Espagne : ne dites pas sauvetage mais « ligne de crédit »
Le premier ministre espagnol présente le renflouement européen des banques ibériques sous un jour positif, en occultant le contexte de l’intervention et ses conséquences.
Le premier ministre espagnol présente le renflouement européen des banques ibériques sous un jour positif, en occultant le contexte de l’intervention et ses conséquences.
Comme son voisin irlandais, le patient espagnol va se voir administrer une injection d’argent européen, peut-être à hauteur de 100 milliards d’euros, pour remettre son système bancaire sur pied. Comme son voisin irlandais, l’Espagne sera secondée par les fonctionnaires de la Troïka, formée par la Commission européenne, la BCE et le Fonds monétaire international, qui veillera au respect de l’objectif de réduction du déficit à 3% du PIB en 2014.
Dissimulation
La décision a été prise formellement le 9 juin, à l’issue d’une téléconférence des chefs d’État de la zone euro. Conclusion, selon le Premier ministre espagnol qui s’exprimait au lendemain de l’Eurogroupe : « Hier, la crédibilité de l’euro a vaincu. » Au cours d’une conférence de presse à la Moncloa (siège de l’exécutif espagnol), Mariano Rajoy s’est livré à un étrange exercice de dissimulation. Il n’aurait pas obtenu de plan de sauvetage, mais une « ligne de crédit » en faisant « pression » sur ses partenaires européens. Cet argent est octroyé sans « conditionnalité » ni impact sur le déficit public du pays, a-t-il ajouté. Mais le sursis accordé aux banques espagnoles est un prêt, dont les intérêts pèseront forcément sur les finances du pays.
En moins d’une demi-heure, le dirigeant a arrangé un scénario qui a fait le bonheur de la presse anglo-saxonne : « L’Espagne renflouée, le premier ministre triomphe », titre le Guardian. « Rajoy salue la victoire du sauvetage », renchérit le Financial Times. « Vous dites tomate, je dis ‘bailout’ : comment l’Espagne a accepté d’être sauvée », complète le magazine américain The Time.
Pour les journalistes espagnols également, la ficelle est un peu grosse : « Ce n’est pas un sauvetage, c’est une ligne de crédit à des conditions avantageuses.

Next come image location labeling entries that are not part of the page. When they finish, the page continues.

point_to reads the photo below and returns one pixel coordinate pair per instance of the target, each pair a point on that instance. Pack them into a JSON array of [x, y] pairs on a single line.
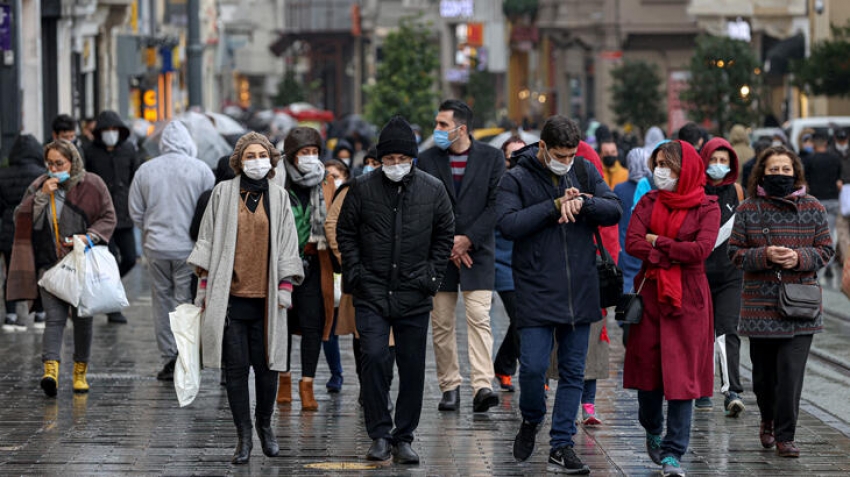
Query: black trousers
[[308, 316], [123, 246], [726, 298], [411, 337], [243, 347], [779, 366], [358, 362], [507, 357]]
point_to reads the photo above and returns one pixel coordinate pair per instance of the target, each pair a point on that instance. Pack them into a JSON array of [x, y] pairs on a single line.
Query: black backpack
[[610, 276]]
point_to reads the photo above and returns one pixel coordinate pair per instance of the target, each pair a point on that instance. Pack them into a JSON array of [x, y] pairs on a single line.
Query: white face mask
[[311, 163], [257, 168], [661, 175], [396, 172], [110, 138], [558, 168]]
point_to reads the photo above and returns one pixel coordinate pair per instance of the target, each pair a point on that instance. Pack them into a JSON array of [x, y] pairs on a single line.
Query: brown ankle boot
[[308, 401], [284, 389], [766, 435]]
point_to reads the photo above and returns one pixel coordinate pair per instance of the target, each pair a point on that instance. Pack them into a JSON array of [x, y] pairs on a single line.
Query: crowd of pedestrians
[[380, 244]]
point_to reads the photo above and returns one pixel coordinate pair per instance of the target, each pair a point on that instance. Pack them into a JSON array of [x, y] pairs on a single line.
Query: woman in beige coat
[[247, 257]]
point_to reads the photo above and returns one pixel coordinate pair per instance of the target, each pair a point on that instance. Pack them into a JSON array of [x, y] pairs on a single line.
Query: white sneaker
[[12, 324], [38, 320]]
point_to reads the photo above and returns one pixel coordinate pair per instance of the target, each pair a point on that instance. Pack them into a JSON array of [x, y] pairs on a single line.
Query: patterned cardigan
[[794, 222]]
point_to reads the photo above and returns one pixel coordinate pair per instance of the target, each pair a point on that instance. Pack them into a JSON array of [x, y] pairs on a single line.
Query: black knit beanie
[[397, 138], [299, 138]]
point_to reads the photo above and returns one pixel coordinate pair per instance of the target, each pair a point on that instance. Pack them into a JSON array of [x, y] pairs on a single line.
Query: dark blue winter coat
[[504, 274], [554, 264], [629, 265]]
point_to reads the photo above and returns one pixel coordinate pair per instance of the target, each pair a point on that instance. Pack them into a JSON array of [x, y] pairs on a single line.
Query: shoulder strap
[[581, 173]]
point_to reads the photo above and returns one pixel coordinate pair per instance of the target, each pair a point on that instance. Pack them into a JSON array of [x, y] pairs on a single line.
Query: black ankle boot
[[243, 446], [267, 439]]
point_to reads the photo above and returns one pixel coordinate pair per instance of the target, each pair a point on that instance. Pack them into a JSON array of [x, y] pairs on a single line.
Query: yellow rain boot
[[50, 380], [80, 384]]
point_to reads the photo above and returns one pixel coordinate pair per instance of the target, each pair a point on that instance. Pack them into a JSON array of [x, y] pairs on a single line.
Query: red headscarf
[[669, 213]]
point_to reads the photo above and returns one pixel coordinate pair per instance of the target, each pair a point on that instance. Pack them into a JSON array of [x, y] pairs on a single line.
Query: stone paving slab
[[130, 424]]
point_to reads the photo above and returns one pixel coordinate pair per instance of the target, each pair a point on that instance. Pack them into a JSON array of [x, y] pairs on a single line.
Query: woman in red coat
[[669, 353]]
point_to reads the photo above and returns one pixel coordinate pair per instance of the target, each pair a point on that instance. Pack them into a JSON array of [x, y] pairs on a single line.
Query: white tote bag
[[102, 291], [186, 327], [65, 279]]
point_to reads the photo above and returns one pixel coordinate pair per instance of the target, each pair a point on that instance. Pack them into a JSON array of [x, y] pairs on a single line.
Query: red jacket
[[673, 348]]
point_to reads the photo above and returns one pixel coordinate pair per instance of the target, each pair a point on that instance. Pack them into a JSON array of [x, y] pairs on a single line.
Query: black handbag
[[610, 277], [630, 307], [797, 301]]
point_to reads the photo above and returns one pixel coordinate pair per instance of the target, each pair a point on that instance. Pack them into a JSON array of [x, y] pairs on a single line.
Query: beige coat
[[215, 251]]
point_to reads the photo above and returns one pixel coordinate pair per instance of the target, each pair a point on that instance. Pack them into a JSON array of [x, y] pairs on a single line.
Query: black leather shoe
[[268, 440], [243, 446], [116, 318], [380, 450], [485, 398], [167, 373], [450, 401], [403, 453]]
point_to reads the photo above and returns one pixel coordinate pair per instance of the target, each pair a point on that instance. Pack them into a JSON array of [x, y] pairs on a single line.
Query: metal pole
[[194, 56], [10, 79]]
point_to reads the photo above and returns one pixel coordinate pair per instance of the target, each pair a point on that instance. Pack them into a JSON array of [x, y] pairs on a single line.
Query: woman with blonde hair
[[247, 259]]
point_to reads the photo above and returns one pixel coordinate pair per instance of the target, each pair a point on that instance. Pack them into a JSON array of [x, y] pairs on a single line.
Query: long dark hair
[[761, 163]]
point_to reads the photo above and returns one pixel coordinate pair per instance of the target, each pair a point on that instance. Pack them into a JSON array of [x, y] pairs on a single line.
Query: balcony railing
[[316, 16]]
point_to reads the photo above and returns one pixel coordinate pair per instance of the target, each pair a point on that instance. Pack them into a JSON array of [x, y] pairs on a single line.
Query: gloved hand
[[284, 299], [201, 295]]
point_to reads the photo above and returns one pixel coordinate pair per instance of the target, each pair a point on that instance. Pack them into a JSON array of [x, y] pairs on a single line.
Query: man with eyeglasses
[[395, 234], [550, 205]]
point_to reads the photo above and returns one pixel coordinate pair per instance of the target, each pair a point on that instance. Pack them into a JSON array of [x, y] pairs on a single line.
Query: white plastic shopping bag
[[65, 279], [844, 199], [186, 327], [102, 291]]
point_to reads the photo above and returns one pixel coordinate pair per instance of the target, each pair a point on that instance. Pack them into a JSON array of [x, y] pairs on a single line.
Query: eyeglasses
[[391, 160]]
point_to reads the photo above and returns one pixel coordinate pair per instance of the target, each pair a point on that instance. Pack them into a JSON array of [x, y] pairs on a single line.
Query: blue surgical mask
[[718, 171], [62, 176], [441, 138]]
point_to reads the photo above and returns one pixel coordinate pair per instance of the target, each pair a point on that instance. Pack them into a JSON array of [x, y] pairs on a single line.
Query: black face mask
[[778, 185]]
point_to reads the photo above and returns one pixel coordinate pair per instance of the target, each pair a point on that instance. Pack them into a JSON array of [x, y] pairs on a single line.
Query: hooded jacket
[[26, 162], [554, 264], [740, 141], [165, 192], [116, 167], [719, 267]]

Et l’UE nous offre le service de porcelaine et un grille-pain », se gausse sur twitter Rafael Cereceda, correspondant d’Euronews.
Zapatero porte le chapeau
L’intervention en Espagne du fonds européen de stabilité financière (FESF) a fait l’objet de nombreux atermoiements ces dernières semaines. Afin d’éviter cette option, Mariano Rajoy avait dans un premier temps imaginé un renflouement de Bankia via l’émission d’obligations souveraines. Il avait également multiplié les appels du pied à la BCE pour que celle-ci reprenne ses rachats de dette sur le marché secondaire, dans l’espoir que les taux d’emprunt de l’Espagne se détendent.
Ses demandes étant restées lettre morte, Mariano Rajoy tente sans doute de garder la face en renvoyant la balle à son prédécesseur socialiste José Luis Zapatero. Pour le dirigeant conservateur, les banques espagnoles auraient dû recevoir une « ligne de crédit » européenne trois ans plus tôt.